In the past, leadership might have been tied to a title or a personality. Now, it’s tied to opportunity and to growth.
“We want every student to see themselves in someone else,” Brown-Davis says. “To realize, ‘I can do that.’”
That includes students whose talents might have gone unnoticed in previous systems. Brown-Davis recalls discovering students late in their senior year, gifted artists, skilled creators, natural leaders, and wondering where they had been all along. The goal now is to make sure those students are seen much earlier. And it’s working.
Freshmen today arrive on campus already connected to upperclassmen leaders, students who know their names, check in with them, and model what it means to belong.

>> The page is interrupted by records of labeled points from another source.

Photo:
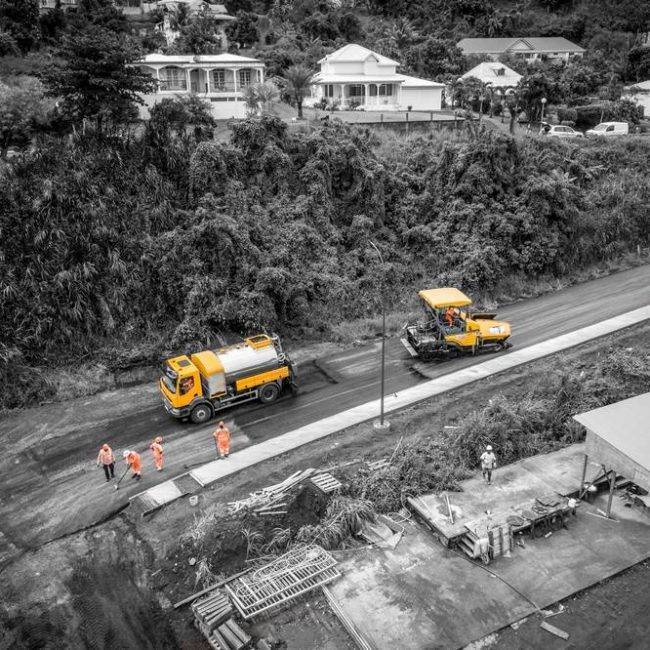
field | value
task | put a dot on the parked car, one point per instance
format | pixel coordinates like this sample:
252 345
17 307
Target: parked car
559 131
606 129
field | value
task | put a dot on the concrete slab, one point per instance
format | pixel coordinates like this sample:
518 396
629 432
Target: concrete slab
512 485
254 454
422 595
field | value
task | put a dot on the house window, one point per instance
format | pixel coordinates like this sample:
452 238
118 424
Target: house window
173 78
218 80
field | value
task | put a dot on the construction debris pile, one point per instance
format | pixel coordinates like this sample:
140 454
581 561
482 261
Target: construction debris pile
213 616
274 585
272 500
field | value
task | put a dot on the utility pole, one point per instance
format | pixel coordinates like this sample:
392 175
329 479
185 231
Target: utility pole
382 424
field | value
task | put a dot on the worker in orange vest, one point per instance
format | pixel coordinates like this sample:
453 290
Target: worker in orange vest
134 461
222 438
106 459
156 450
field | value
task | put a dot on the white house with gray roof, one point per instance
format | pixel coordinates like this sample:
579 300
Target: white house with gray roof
496 75
217 78
529 48
354 77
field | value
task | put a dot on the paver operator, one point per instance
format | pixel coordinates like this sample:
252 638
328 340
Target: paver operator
106 459
488 463
157 451
222 438
134 461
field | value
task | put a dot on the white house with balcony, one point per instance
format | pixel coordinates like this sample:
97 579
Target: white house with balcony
216 78
355 77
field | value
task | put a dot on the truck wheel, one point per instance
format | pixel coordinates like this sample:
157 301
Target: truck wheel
269 393
200 414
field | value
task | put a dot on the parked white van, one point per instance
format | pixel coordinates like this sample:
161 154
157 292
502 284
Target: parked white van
610 128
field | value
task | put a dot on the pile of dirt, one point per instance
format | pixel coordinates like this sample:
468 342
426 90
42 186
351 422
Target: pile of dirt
113 611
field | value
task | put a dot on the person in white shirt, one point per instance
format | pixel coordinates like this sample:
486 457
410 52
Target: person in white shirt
488 463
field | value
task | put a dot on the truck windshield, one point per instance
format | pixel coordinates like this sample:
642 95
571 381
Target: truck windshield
170 384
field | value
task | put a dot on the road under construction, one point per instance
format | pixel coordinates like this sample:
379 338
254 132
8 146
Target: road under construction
54 446
51 489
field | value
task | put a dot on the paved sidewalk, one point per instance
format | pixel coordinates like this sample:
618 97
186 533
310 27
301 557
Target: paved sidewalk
211 472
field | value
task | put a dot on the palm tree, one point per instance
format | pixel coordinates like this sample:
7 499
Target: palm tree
297 81
259 96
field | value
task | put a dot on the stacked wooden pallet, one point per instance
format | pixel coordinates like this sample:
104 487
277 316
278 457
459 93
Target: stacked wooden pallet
212 611
326 483
272 500
229 636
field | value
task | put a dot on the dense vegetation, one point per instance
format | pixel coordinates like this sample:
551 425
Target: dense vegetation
177 237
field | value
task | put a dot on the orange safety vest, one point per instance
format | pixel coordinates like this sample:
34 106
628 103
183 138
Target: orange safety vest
222 436
105 457
134 461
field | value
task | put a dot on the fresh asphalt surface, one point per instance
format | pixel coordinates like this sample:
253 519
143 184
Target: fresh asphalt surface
48 452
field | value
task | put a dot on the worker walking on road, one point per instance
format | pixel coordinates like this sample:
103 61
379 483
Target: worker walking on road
134 461
488 463
222 439
106 459
157 451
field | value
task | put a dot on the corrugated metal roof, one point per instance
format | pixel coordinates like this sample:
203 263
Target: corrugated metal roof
444 297
360 79
197 58
354 52
411 82
502 45
624 425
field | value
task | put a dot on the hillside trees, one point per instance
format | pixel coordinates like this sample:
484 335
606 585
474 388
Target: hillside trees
93 79
19 18
24 111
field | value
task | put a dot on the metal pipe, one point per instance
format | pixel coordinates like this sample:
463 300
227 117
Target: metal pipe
383 335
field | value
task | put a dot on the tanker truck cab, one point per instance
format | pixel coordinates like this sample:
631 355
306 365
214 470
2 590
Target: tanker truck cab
198 386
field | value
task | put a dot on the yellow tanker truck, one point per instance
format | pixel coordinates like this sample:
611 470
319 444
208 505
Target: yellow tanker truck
449 329
198 386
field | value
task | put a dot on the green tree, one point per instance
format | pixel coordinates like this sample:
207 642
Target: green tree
20 19
531 89
638 65
24 110
93 77
8 45
297 83
200 34
259 97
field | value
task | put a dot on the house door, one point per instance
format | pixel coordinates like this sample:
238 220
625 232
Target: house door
198 81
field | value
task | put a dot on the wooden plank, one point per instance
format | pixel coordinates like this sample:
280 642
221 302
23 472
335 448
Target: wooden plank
554 630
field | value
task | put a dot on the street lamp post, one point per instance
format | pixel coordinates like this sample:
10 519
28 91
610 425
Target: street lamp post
382 424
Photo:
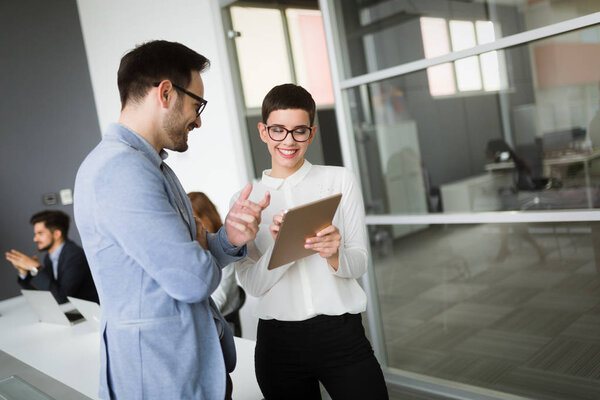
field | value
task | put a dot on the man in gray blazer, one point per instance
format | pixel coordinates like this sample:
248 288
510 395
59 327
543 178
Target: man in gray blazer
154 265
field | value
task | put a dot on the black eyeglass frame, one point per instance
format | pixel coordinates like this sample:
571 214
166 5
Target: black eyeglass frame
192 95
289 131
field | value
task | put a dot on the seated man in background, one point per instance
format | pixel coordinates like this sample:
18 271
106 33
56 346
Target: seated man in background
65 271
228 296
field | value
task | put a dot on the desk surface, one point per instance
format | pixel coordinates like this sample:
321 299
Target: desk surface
567 158
70 354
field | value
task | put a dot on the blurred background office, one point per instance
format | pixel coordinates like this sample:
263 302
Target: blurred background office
472 125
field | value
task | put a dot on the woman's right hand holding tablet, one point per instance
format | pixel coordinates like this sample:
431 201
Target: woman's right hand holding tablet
277 220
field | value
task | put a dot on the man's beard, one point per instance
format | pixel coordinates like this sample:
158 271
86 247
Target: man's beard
46 248
175 129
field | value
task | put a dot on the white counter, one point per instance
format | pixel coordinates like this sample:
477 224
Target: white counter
70 354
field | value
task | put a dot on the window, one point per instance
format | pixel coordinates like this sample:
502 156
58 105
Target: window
484 72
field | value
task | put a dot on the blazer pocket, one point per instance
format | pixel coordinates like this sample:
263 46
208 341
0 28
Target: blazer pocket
145 322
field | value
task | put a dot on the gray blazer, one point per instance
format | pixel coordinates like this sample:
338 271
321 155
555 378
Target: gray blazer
159 336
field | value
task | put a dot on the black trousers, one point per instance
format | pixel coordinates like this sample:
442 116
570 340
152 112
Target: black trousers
293 357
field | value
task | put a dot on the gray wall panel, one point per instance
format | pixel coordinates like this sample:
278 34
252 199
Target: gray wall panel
47 113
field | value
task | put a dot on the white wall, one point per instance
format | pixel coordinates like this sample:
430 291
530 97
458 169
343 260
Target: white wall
215 162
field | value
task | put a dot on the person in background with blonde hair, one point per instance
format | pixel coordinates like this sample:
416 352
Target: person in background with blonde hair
229 297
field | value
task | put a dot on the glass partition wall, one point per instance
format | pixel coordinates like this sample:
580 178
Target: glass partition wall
474 129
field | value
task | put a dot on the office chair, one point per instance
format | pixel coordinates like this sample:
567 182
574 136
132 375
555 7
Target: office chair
529 184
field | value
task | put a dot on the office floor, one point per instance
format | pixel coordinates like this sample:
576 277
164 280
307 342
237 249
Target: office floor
501 307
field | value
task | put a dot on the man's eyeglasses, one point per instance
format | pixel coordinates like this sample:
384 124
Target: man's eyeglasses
192 95
279 133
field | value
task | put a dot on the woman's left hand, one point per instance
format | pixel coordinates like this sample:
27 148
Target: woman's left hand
327 244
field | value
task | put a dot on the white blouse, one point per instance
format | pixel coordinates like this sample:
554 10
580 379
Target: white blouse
310 286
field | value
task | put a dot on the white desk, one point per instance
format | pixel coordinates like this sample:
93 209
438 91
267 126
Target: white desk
585 158
71 354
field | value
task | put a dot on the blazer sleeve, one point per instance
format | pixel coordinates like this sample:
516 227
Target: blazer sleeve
134 211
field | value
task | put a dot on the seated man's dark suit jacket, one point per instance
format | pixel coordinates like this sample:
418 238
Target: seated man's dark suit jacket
74 276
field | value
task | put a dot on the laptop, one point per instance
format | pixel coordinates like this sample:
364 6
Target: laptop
48 310
89 309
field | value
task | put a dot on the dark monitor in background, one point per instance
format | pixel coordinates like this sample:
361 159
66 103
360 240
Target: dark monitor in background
562 139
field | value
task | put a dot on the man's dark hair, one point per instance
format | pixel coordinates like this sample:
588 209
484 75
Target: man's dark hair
153 62
288 96
54 220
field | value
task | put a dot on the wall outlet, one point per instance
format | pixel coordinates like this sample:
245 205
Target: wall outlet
49 199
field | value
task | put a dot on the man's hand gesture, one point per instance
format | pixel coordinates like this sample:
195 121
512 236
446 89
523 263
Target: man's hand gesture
241 224
22 262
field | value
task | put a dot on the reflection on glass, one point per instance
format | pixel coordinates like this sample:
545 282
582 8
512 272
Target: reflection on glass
484 72
533 147
462 34
260 73
311 63
381 34
467 74
512 308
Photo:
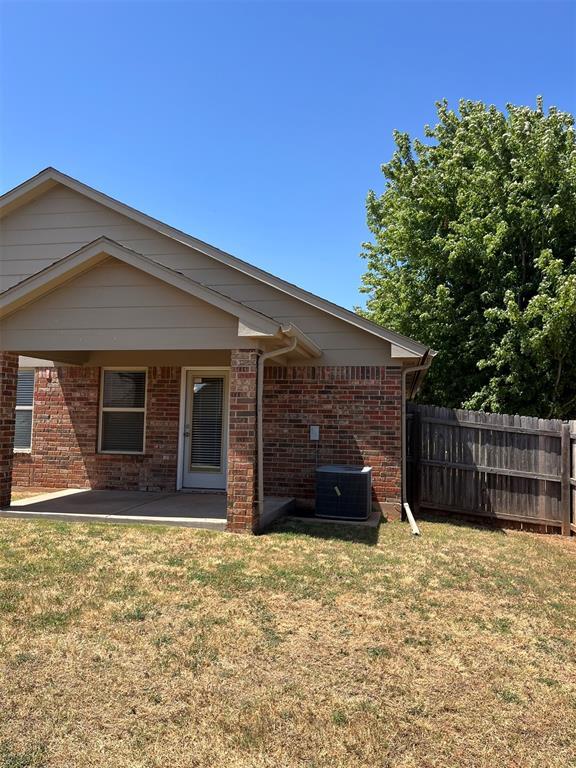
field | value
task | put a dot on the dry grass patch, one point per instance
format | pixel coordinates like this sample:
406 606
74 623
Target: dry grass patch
146 647
25 493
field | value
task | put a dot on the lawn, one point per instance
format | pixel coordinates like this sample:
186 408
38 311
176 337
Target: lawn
145 646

“I’ve heard freshmen say, ‘A senior knows who I am,’” Heskett shares. “That’s powerful.”
It’s also transformative.
At a recent rally, a freshman who won a competition was met with cheers—not hesitation or indifference.
“That wouldn’t have happened before,” Brown-Davis says. “That’s culture shift.”
It’s a shift from isolation to connection. From leadership as a title to leadership as a shared responsibility. From isolated pockets of brotherhood to a campus-wide culture of belonging.
And while the progress is clear, both Brown-Davis and Heskett emphasize that this is just the beginning.
“We’re still early,” Brown-Davis says. “But what we’re seeing—the growth, the confidence, the ownership—it’s going to keep building.”
Each year, students are stepping more fully into leadership roles, taking greater ownership, and shaping the experience for those who come after them.
“These students are going to graduate having lived this system for four years,” Heskett says. “They’re going to carry it forward.”
At its core, this evolution reflects something deeper about De La Salle.
It’s not just about creating leaders—it’s about forming young men who understand their role in a community, who recognize the impact of their actions, and who are willing to step forward when it matters.
“If something needs to be done,” Brown-Davis says, “our students step up.”
That has always been true.
What’s changed is how many students now have the opportunity to do it—and how early that journey begins.
And in that shift, De La Salle continues to live out its mission: forming not just students, but leaders for life.